Beast Love
数分後。


「おえぇぇえ!! 気分悪っ」


マサトの運転する、不良特有な荒々しいハンドル捌きで道を爆走するゴーカートの助手席に乗っていた私は、激しい嘔気に襲われていた。


「やべー。俺、免許一発で取れる自信があるわ」


何処から湧いてくるんだその自信は。


明らか助手席に座る私を振り落とそうと、右に左にハンドル切って別の意味で楽しんでたのが、バレバレなんですが。

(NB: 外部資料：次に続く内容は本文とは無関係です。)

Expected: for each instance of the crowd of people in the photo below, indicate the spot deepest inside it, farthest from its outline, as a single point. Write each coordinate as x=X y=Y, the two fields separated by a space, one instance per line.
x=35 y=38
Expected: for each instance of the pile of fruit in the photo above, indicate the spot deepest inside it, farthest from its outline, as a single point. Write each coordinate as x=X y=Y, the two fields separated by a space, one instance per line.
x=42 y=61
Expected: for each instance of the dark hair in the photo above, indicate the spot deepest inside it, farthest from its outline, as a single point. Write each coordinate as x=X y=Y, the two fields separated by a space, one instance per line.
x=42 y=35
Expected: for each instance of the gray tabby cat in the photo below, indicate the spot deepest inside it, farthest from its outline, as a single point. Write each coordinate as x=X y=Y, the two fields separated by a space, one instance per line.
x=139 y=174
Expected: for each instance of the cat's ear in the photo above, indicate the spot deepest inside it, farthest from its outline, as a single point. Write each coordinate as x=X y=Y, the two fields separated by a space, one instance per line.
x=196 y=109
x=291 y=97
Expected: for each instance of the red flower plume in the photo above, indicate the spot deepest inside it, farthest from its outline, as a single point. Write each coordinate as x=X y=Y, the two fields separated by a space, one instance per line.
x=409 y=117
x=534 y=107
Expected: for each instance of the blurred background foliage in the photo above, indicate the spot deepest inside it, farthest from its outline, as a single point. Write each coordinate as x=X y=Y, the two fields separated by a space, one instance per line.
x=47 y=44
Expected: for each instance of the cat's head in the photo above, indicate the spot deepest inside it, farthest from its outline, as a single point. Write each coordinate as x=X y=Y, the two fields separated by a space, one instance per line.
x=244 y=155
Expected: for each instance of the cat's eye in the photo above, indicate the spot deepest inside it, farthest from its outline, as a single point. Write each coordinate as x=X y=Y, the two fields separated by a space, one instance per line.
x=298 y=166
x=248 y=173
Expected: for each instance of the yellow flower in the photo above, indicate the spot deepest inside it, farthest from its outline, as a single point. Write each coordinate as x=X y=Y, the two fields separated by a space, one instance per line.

「いやいやいや、今日のゴーカート見てたら 100 %人をひき殺す未来しか想像できないんですけど」


「さっ、次行こうぜ」

コイツ、人の話を聞いちゃいない。


(ここいらで、今後学校でイジられないようにこの人をぎゃふんと言わせておきたいんだけど……)


そんな邪念に捉われ、純粋な気持ちで遊ぶ気ゼロの JK が見つけたのは。


「ねぇ、あの建物入ろうよ! 『トイボックス』だって」


おもちゃ箱を模した建物だった。


興味を示したマサトと共に足を進め、鞄からパンフレットを取り出す。


「えーっとなになに、パンフレットには《子供用と大人用に分かれたボールプールが用意された、室内アトラクション》だって書いてある」


「へぇ。ボールプールってあれだろ? 水槽みたいな容器の中に、いろんなボールが敷き詰められている子供向けの遊具だろ?」


「えーっと、《ボールの中に”ハッピーくん”の顔が描かれたボールが混じっており、そのハッピーボールを見つけた参加者には記念品が贈呈される、人気の宝探しゲームになっている。》だって」



……っという事は、つまり?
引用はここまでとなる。